The startup has consistently popularized its human element, that its Alfreds develop a relationship with the residents and look after them. For instance, the startup’s blog discusses how anyone who spends time in another’s house is bound to familiarize themselves with a few things. “Maybe you’re seeing someone new and aren’t spending as much time in your apartment anymore…Hello Alfred picks up on those details and “does something about it.” This is perhaps why the founders think of “Alfreds as detectives, who use their attention to detail and intuition to surprise and delight their customers and learn to anticipate their needs.” One way Hello Alfred does it, the blog explains, is by small gestures like “leaving handwritten notes” or “removing the plastic from the dry cleaning before placing it in the closet”.
While the startup claims that each employee is chosen after thorough background checks, reservations among clients can be common.
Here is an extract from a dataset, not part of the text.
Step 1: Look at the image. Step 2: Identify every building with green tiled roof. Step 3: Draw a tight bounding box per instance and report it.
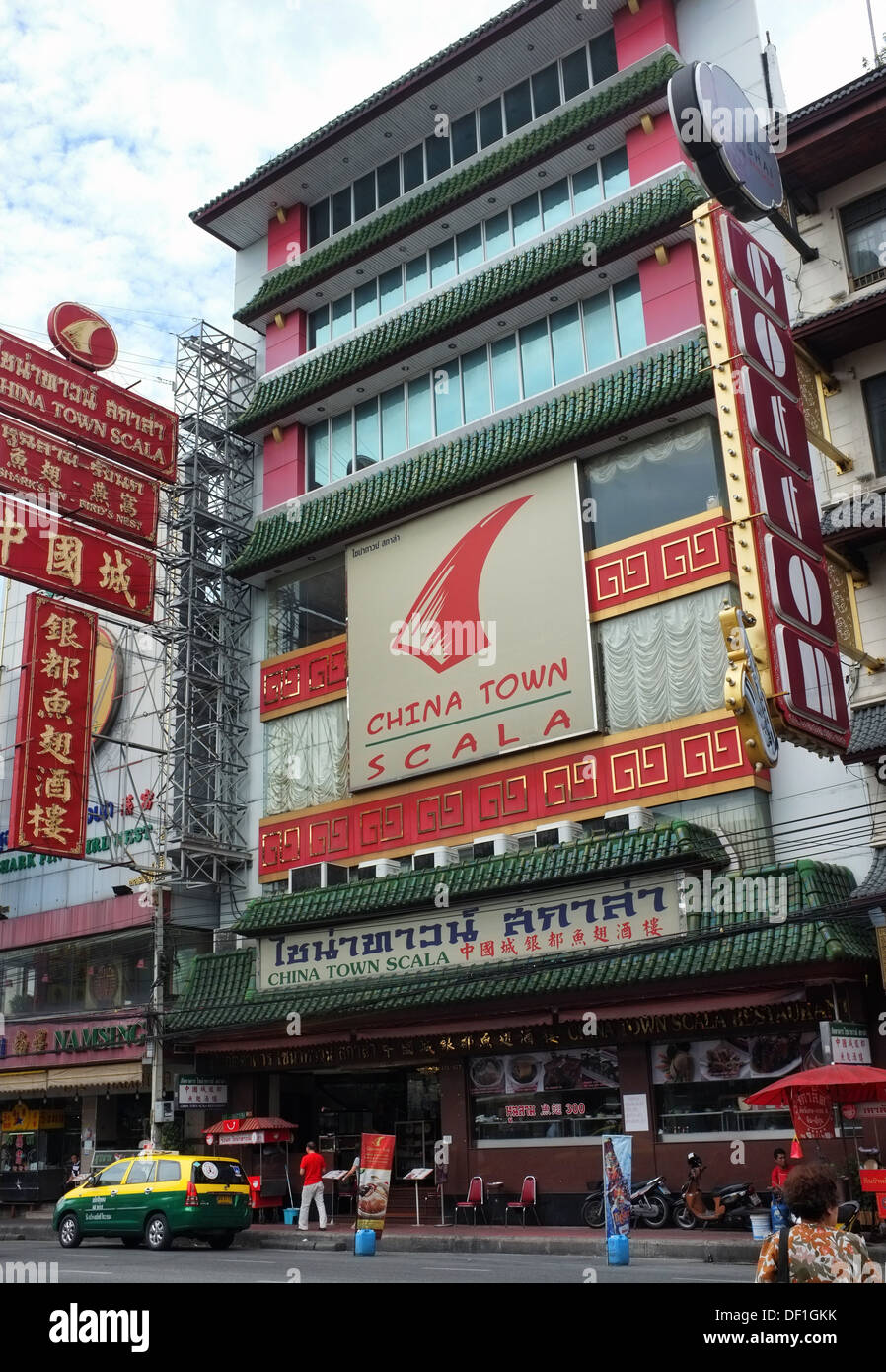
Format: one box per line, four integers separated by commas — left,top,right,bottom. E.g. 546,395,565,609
188,0,876,1220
However, of all the reviews on Yelp, some have praised the service while others have called out their assigned Alfred’s inefficiencies. But so far, there hasn’t been a complaint of breach of trust or privacy. In fact, Alfred’s business has been growing. It has been operationally profitable since its launch and has, according to Crunchbase, raised $52.5M to date.
A big reason for this success is one most others ignore: “We treat the Alfreds as a our primary customers,” the founders say, “providing them with the tools and capabilities to help them keep the customers happy”.